You can use pretty much any REST client for Java in order to use the second option but we will use the low-level Elasticsearch REST client:

<dependency>
    <groupId>org.elasticsearch.client</groupId>
    <artifactId>elasticsearch-rest-client</artifactId>
    <version>7.5.0</version>
</dependency>

The following block of code returns only 10 documents from the posts index:

		RestClient restClient = RestClient.builder(
			    new HttpHost("localhost", 9200, "http")).build();
		
		Request request = new Request("POST",  "/_sql");
		request.setJsonEntity("{\"query\":\"SELECT * FROM posts limit 10\"}");
		Response response = restClient.performRequest(request);
		String responseBody = EntityUtils.toString(response.getEntity()); 
		System.out.println(responseBody);
		restClient.close();

To see how is the SQL query executed behind the scenes you can use the translate API provided under the /_sql/translate endpoint. We can run the following in Kibana If we want to see what is the query DSL generated for the previous SQL query:

POST /_sql/translate
{
    "query": "SELECT * FROM posts limit 10",
    "fetch_size": 10
}

And we should get a result similar to the following:

{
  "size" : 10,
  "_source" : {
    "includes" : [
      "message",
      "user"
    ],
    "excludes" : [ ]
  },
  "docvalue_fields" : [
    {
      "field" : "date",
      "format" : "epoch_millis"
    }
  ],
  "sort" : [
    {
      "_doc" : {
        "order" : "asc"
      }
    }
  ]
}

Elasticsearch SQL features

We demonstrated how we can execute basic SQL queries.
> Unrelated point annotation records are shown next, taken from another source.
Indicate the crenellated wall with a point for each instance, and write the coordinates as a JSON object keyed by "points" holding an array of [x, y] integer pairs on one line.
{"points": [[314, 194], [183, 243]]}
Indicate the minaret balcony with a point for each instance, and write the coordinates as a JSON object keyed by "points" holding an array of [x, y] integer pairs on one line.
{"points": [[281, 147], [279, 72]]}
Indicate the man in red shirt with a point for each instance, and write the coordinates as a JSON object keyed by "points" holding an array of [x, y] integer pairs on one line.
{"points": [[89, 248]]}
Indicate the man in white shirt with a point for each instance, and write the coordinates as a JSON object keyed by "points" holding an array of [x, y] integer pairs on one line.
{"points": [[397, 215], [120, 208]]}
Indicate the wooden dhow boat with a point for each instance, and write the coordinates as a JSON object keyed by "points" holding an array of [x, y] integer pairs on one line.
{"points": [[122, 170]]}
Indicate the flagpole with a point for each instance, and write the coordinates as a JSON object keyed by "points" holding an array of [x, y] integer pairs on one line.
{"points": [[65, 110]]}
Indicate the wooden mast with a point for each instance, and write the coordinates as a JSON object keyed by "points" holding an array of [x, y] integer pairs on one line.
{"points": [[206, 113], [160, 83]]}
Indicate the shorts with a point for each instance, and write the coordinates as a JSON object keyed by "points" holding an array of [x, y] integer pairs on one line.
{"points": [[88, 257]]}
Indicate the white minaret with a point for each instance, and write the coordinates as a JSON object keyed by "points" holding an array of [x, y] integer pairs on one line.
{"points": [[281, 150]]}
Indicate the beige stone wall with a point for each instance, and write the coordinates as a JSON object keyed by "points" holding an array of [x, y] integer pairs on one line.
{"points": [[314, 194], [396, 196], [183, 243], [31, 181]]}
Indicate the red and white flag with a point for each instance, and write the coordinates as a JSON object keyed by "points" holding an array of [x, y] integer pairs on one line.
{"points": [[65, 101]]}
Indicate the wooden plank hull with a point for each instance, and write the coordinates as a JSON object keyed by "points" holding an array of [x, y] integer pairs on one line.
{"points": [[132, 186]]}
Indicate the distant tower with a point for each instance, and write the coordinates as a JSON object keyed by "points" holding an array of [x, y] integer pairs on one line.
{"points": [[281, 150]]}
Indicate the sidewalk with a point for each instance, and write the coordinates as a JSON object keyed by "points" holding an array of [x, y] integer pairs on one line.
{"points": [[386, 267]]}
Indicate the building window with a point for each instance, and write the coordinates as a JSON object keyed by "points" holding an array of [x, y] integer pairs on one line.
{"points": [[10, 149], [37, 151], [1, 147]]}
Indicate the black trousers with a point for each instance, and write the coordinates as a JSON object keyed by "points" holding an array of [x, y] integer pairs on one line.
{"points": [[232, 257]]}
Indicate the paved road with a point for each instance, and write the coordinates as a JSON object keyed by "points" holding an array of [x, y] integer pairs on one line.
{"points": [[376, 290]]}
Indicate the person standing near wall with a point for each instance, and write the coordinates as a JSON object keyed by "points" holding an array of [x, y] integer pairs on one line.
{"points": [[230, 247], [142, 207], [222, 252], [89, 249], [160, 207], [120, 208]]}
The Elasticsearch SQL engine is quite rich and includes:

  • a number of formats for the SQL query response such as csv, json, txt, yaml and others;
  • applying additional query DSL filtering along with the Elasticsearch SQL;
  • a CLI provided by the elasticsearch-sql-cli utility where you can execute SQL queries directly.

In terms of the SQL implementation itself you can refer to the supported SQL commands and SQL functions and operators reference documentation

Conclusion

In this article we demonstrated how to use Elasticsearch SQL to interact with the Elasticsearch engine. There are high chances that this mechanism becomes more preferable to use than the JSON-based query DSL. However Elasticsearch SQL is not a replacement for it but is rather built on top of it and fulfills to plethora of features provided by the search engine.